Il caso di Murray sembrerebbe quello di più facile lettura. Lo scozzese ha spinto come un ossesso per mesi, al fine di raggiungere l’agognato numero uno del ranking. Ad obiettivo raggiunto, tra appagamento e qualche lieve infortunio, ha tirato un po’ il fiato. Comprensibile. Meno comprensibili sono però state alcune sue sconfitte in questo inizio di stagione. Avremmo capito qualche battuta d’arresto con avversari come Nishikori, Raonic o altri di questo livello. Senz’altro di più difficile lettura le sconfitte contro Mischa Zverev o Pospisil. La vittoria di Dubai può aiutare, ma una rondine non fa primavera. E nel frattempo Federer gli ha rosicchiato, dall’inizio dell’anno, 2580 punti…

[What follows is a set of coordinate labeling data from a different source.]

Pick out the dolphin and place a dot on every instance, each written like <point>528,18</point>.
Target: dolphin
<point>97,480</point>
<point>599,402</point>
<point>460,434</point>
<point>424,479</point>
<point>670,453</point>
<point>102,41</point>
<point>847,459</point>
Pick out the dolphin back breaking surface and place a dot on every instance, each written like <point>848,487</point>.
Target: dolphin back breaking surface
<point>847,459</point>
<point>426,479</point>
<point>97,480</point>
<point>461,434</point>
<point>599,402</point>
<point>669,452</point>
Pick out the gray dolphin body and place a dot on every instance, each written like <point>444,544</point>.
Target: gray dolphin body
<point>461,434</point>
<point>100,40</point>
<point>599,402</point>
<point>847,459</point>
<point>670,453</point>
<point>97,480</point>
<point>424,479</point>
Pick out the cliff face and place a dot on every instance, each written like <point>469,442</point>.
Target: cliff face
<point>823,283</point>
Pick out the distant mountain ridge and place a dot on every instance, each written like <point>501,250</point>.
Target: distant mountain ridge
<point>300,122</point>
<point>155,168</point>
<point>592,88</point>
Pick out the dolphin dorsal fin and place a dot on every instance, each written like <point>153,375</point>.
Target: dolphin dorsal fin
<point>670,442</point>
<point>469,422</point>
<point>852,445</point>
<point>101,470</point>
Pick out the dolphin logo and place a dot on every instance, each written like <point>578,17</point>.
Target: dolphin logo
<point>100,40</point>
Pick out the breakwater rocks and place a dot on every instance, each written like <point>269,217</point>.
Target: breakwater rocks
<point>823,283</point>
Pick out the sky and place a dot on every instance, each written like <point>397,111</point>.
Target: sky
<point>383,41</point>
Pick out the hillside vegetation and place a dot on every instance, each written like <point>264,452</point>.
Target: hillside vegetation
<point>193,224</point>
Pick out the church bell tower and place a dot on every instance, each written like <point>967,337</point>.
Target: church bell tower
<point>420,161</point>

Veniamo così al caso più spinoso, quello di Djokovic. Il serbo, ormai è evidente, dal Roland Garros 2016 non è più lui. Portato a termine il RoboNole Slam, era arrivata la sconfitta con Querrey a Wimbledon e si pensò a un umanissimo e poco robotico incidente di percorso. Poi è arrivata quella, dolorosissima, con del Potro alle Olimpiadi. E ancora quelle con Wawrinka (Us Open), Bautista Agut (Shangai), Cilic (Bercy), Murray (Masters), Istomin (Australian Open) e Kyrgios (Acapulco e Indian Wells). Nel mezzo poche soddisfazioni (Toronto e Doha) e molti dubbi, persino in occasione di alcune vittorie (Medvedev in Davis).
Insomma, un periodaccio. Che non sembra, per ora, vedere fine. In questo senso, forse, lo stop di Miami può essere addirittura visto come un qualcosa di positivo. Staccare la spina, fisicamente e (soprattutto) mentalmente, potrebbe fargli bene e aiutarlo a ricaricare le batterie. Yelena e il piccolo Stefan potrebbero insomma ridargli quella serenità che ultimamente sembra aver smarrito in campo. Guru permettendo…
Per concludere, vorremmo però chiudere con un consiglio non richiesto. Tutti i più grandi rivali di Federer stanno vivendo un momento particolare delle loro carriere. L’usura e le motivazioni certo, lo abbiamo ricordato. Ma anche (soprattutto?) ragioni tecniche. Nadal compirà 31 anni in giugno, durante il “suo” Roland Garros. Djokovic e Murray ne compiranno 30 in maggio, ad una settimana di distanza l’uno dall’altro. Alla loro età anche Federer ha avuto un primo, netto, calo. Lo ha aiutato la determinazione, certo. Ma anche la capacità tecnica di tentare qualcosa di nuovo. Sono arrivati allora gli anni con Edberg e il Federer molto più presente dalle parti della rete. Ora con Ljubicic vediamo un Roger aggressivo fin dalla risposta, come non lo avevamo mai visto in passato. Sembra poco, ma non lo è. In particolare superati i 30 anni, figuriamoci a 35. Per fare ciò occorrono volontà e applicazione, naturalmente, ma anche l’abilità tecnica per realizzare un qualcosa di nuovo.
Dunque, cari Rafa, Nole e Andy, inventatevi qualcosa. Magari una vostra personalissima Sabr, o qualche serve&volley estemporaneo. Insomma, reagite all’andazzo. Prendete esempio da quel giovanotto svizzero, capace di rimettersi in gioco a 35 anni. Non abbiate timore di copiarlo, nessuno ve ne farà una colpa. Anzi, verrete apprezzati e amati sempre di più. E, a proposito di amore, non smettete di amare il tennis, fatevi sedurre di nuovo da questo gioco, ricominciate ad amarlo. Ecco, l’amore per il tennis: questo è stato ed è il vero elisir di lunga vita di Roger Federer. Imitatelo, non ve ne pentirete. E ne trarrete indubbio giovamento.